Mas como em toda história, nesta que conto aqui há também um círculo. Um círculo que aproxima a paisagem europeia da brasileira, o final do início deste texto. A edição nacional de Boy foi lançada no ano seguinte, mas o que quero destacar é outra coisa. Na faixa que encerra o álbum, há a participação discreta de Alice Vermeulen nos backing vocals – tão discreta que não aparece nos créditos.

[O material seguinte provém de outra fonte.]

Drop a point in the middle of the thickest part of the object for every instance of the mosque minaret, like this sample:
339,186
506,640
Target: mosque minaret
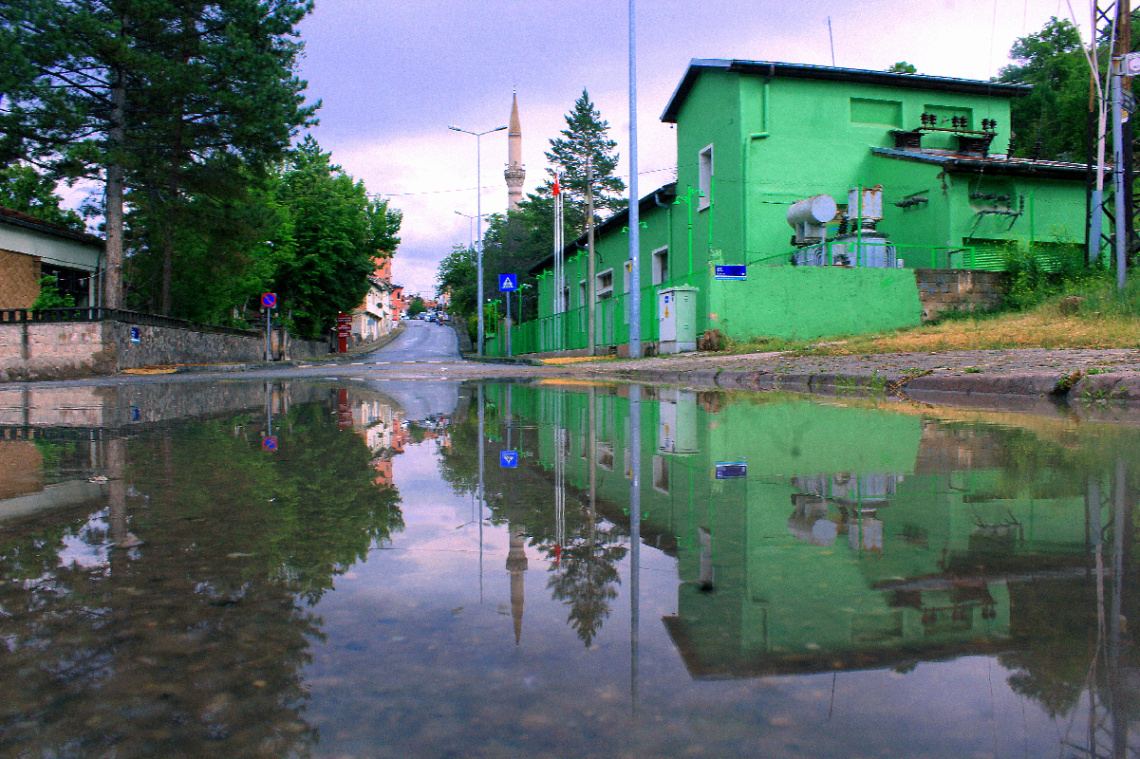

Alice, holandesa de 20 anos, viajava com uma brasileira pela Europa e quando estava em Dublin foi convidada para participar das gravações do álbum do U2.

 

Alguns meses depois ela viria ao Brasil para visitar essa amiga e conheceria Júlio Barroso, então às voltas com a formação da Gang 90. Pois a holandesa se tornaria a Alice Pink Pank, uma das Absurdettes da Gang 90. Em 1981, a Gang 90 lançava um compacto com duas músicas. “Perdidos na Selva” tornou-se um marco do rock anos 80. Menos conhecida ficou a outra faixa, “Lilik Lamê”, uma versão de “Christine”, música de Siouxsie and the Banshees, originalmente lançada como um single em 1980.

 

E assim voltamos ao começo, o fim deste texto reencontra seu início, e ficamos cantarolando um trecho da música-seta “I Will Follow”: “Your eyes make a circle”…

 

Emerson G

Emerson G curte ler e escrever sobre música, especialmente rock. Sua formação é em antropologia embalada por “bons sons”, para citar o reverendo Fábio Massari. Outra citação que assina embaixo: “sem música, a vida seria um erro” (F. Nietzsche).